L’artiste « calciné » qui aimerait caresser à nouveau le 7e Art a eu une jeunesse qu’il a étonnamment peu racontée. Celui qui a souffert d’une dépression qui a gangréné sa vie au milieu des années 2000, mais qu’il a masquée derrière des sourires à la télévision, a maintenant 30 ans de métier qui en valent le double. C’était un moment opportun pour se raconter. Pour remonter dans le temps et ainsi s’attarder sur la rencontre de ses parents, une Québécoise et un Montréalais d’origine jamaïcaine et barbadienne, qui ont mis au monde le p’tit Noir le plus connu du Québec. « Je veux savoir combien d’heures de télé j’ai fait en carrière, dit-il. Peut-être que j’en ai plus que Bobino ? C’est niaiseux, mais j’aimerais le savoir. »
Cette biographie, c’est aussi le récit du Québec culturel et exacerbé des années 1970 et 1980, ainsi que du Montréal noir des années 1950 et 1960. Il est brossé sans la prétention de tout inscrire en ces pages, mais plutôt d’accrocher des bribes historiques aux événements publics et personnels qui ont marqué la vie de Normand Brathwaite, de sa naissance en 1958 jusqu’en 2008.
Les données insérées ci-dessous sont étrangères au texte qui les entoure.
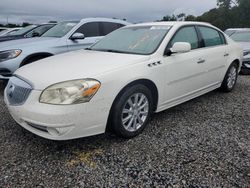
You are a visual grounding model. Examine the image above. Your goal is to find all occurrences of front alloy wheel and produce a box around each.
[110,84,153,138]
[121,93,149,132]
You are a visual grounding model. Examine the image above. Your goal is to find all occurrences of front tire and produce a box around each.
[110,84,153,138]
[220,62,238,92]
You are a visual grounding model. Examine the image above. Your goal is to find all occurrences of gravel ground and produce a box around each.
[0,76,249,188]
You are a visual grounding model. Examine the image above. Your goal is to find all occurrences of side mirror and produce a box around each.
[172,42,191,53]
[165,42,191,56]
[70,33,85,40]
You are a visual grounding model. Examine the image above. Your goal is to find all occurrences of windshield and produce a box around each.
[225,30,236,36]
[90,25,171,55]
[231,31,250,42]
[0,29,7,35]
[42,21,78,38]
[9,25,36,35]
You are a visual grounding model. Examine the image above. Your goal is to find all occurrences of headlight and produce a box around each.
[243,51,250,56]
[0,49,22,62]
[40,79,101,105]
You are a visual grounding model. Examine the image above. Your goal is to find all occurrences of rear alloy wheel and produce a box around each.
[110,84,153,138]
[220,62,238,92]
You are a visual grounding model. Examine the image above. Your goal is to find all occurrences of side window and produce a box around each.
[26,25,53,37]
[219,32,226,44]
[100,22,124,36]
[75,22,100,37]
[199,26,224,47]
[170,26,199,50]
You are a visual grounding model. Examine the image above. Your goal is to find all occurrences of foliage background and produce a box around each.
[1,0,250,30]
[162,0,250,30]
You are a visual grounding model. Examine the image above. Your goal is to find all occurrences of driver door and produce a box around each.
[162,26,208,107]
[67,22,103,51]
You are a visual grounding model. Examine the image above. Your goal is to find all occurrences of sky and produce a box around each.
[0,0,218,24]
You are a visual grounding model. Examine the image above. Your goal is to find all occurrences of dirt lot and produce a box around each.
[0,76,249,187]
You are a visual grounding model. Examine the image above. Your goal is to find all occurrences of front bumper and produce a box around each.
[4,89,110,140]
[241,59,250,74]
[0,58,22,79]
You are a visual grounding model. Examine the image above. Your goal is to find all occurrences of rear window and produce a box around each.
[75,22,100,37]
[199,26,225,47]
[100,22,125,36]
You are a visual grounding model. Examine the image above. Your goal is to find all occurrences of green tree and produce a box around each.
[185,15,197,21]
[21,22,31,27]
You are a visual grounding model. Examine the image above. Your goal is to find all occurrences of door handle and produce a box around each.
[197,59,206,64]
[224,53,229,57]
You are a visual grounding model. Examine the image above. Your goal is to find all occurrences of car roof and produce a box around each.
[226,28,250,31]
[125,21,212,28]
[79,17,131,25]
[38,23,57,26]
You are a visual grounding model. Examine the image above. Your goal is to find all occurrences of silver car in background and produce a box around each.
[230,29,250,74]
[225,28,250,36]
[0,18,130,80]
[0,28,22,36]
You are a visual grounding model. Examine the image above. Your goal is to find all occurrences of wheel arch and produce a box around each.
[106,78,159,132]
[232,59,240,70]
[20,52,54,67]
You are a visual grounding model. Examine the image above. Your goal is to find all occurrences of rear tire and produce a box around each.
[220,62,238,92]
[110,84,153,138]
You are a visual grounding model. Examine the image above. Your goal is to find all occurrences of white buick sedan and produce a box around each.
[4,22,242,140]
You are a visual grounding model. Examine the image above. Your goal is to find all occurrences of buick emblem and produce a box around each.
[7,84,15,98]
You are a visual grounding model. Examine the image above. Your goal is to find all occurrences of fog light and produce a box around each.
[47,126,73,136]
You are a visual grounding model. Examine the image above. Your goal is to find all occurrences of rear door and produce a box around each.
[197,26,229,85]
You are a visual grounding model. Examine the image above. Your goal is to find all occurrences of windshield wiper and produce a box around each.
[92,49,129,54]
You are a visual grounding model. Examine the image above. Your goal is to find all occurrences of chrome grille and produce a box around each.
[5,76,32,106]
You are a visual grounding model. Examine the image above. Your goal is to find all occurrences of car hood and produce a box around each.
[239,42,250,51]
[0,37,60,50]
[15,50,150,90]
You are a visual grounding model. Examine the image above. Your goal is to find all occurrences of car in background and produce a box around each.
[0,23,56,42]
[4,22,242,140]
[225,28,250,36]
[0,28,22,36]
[230,30,250,74]
[0,18,130,80]
[0,27,7,32]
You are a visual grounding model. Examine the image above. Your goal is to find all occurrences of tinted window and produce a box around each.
[100,22,124,36]
[75,22,100,37]
[199,26,224,47]
[170,26,199,49]
[26,25,54,37]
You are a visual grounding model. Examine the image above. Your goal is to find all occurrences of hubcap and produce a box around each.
[121,93,149,132]
[227,66,237,89]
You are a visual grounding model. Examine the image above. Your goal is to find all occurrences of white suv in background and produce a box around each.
[0,18,130,79]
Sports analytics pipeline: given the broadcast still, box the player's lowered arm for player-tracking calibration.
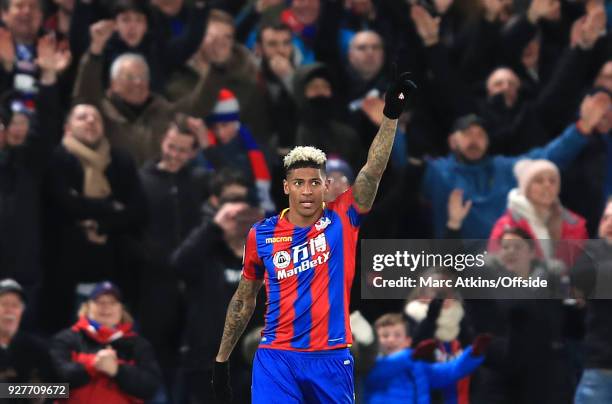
[353,72,416,212]
[215,276,264,362]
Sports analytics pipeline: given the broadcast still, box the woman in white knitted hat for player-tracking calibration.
[489,158,588,268]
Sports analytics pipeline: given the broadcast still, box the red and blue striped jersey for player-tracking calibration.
[242,188,366,351]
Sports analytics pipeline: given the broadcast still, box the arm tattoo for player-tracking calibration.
[354,117,398,211]
[216,277,263,362]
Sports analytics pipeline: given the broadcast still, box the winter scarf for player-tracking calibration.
[72,316,135,345]
[280,8,317,42]
[62,136,111,198]
[207,125,275,214]
[507,188,561,259]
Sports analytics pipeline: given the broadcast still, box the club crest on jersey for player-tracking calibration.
[315,216,331,231]
[273,251,291,269]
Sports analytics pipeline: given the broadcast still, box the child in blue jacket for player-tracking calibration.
[363,313,489,404]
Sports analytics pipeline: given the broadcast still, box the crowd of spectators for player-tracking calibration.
[0,0,611,402]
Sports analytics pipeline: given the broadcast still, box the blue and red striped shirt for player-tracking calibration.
[242,188,365,351]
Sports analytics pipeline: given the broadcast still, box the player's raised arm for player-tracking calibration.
[353,72,416,212]
[213,276,263,400]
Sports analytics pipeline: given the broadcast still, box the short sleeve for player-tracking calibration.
[328,187,366,229]
[242,227,265,280]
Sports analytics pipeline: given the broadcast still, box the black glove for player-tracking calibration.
[383,71,417,119]
[212,361,232,403]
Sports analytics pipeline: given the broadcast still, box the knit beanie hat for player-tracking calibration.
[206,88,240,124]
[513,159,560,196]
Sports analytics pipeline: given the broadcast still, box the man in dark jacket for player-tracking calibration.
[172,196,263,403]
[0,278,57,399]
[293,62,365,170]
[45,103,147,332]
[138,113,209,393]
[254,22,299,155]
[572,198,612,404]
[0,45,68,330]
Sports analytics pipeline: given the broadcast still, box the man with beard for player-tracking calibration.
[293,62,365,170]
[255,22,299,155]
[419,89,611,239]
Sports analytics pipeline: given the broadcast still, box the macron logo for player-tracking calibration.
[266,236,292,244]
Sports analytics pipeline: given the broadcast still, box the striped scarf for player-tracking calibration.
[207,125,276,215]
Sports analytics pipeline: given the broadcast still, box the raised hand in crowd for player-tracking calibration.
[186,116,209,149]
[577,91,612,135]
[361,96,385,126]
[410,4,440,47]
[481,0,512,23]
[256,0,284,13]
[36,34,72,84]
[527,0,561,25]
[0,27,15,72]
[269,54,294,80]
[214,202,253,238]
[433,0,454,15]
[89,20,116,56]
[447,188,472,231]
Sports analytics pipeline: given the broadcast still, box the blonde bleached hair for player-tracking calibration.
[283,146,327,171]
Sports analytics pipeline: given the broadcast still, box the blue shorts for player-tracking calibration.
[252,347,355,404]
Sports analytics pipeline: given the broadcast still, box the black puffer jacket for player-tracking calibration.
[50,317,161,403]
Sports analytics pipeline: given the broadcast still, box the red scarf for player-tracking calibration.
[72,316,136,345]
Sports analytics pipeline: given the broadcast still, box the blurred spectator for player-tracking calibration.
[201,88,276,215]
[0,279,57,386]
[44,0,74,38]
[469,228,578,404]
[341,30,388,145]
[172,199,263,403]
[254,22,299,154]
[293,62,365,170]
[72,46,212,166]
[0,39,67,328]
[404,290,474,404]
[561,84,612,236]
[410,2,606,155]
[338,0,391,58]
[45,102,146,330]
[69,0,207,91]
[573,198,612,403]
[201,167,251,223]
[138,112,209,395]
[165,9,271,143]
[420,90,610,238]
[3,1,75,105]
[489,159,588,268]
[50,281,162,403]
[325,157,353,202]
[362,313,486,404]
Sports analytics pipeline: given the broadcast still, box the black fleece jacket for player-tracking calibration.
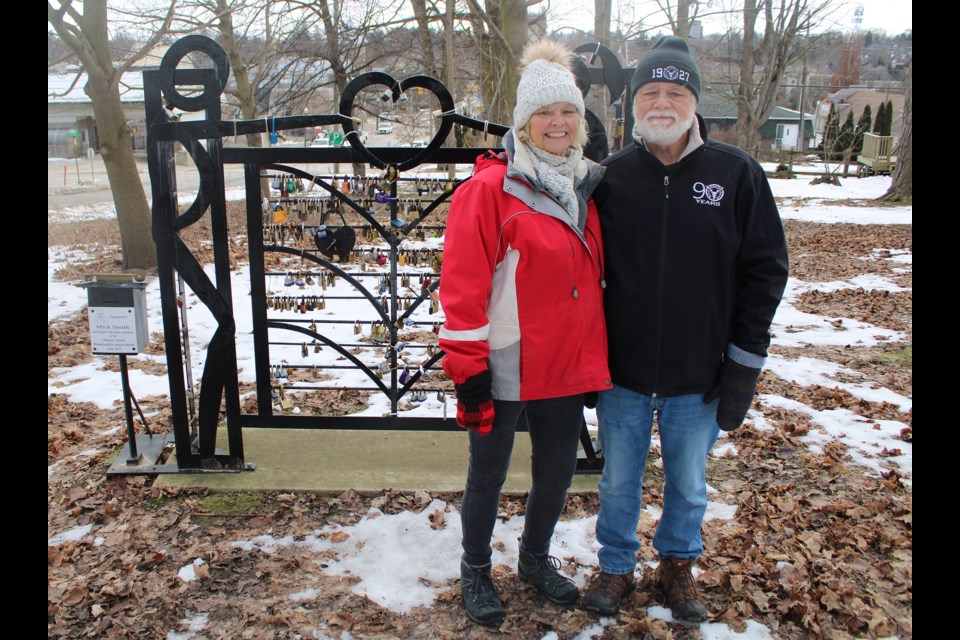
[594,116,789,397]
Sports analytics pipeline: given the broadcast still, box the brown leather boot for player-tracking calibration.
[657,557,707,622]
[581,571,635,616]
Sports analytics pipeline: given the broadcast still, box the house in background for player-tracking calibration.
[812,87,905,147]
[696,92,816,151]
[47,45,193,158]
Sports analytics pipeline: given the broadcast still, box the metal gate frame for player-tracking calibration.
[145,35,630,474]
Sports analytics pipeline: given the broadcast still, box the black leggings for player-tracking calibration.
[460,394,585,566]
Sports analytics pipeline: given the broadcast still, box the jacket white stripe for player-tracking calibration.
[438,324,490,341]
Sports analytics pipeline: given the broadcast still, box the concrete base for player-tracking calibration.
[156,428,601,495]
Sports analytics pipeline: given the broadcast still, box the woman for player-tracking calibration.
[438,40,612,627]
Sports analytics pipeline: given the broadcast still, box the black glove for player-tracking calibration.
[584,391,598,409]
[704,359,761,431]
[454,370,496,435]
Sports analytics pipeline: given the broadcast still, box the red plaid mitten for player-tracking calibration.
[454,370,495,435]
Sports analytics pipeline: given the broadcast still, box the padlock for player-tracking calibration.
[353,321,361,335]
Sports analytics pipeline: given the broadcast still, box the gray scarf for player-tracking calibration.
[523,141,583,222]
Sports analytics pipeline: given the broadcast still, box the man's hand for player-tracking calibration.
[704,359,761,431]
[454,370,495,435]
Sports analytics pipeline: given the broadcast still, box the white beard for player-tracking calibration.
[635,108,696,146]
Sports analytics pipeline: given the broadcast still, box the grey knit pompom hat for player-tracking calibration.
[513,40,585,130]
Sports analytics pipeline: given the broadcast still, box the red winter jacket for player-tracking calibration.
[438,132,613,401]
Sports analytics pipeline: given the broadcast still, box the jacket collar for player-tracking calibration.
[498,129,604,234]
Cette biographie est enfin un bref essai expliquant comment l’artiste s’est inscrit dans l’histoire télévisuelle, musicale et humoristique du Québec, pourquoi il aime rappeler qu’il est noir sans pour autant se réclamer d’un clan ou d’une culture typiquement caribéenne et comment un être transis par la peur a réussi à faire un métier qui exige de s’exposer constamment à tous.
Pour des raisons de clarté narrative, la chronologie des événements a parfois été bousculée et certains pans de la vie de Normand Brathwaite et de ses parents ont été romancés.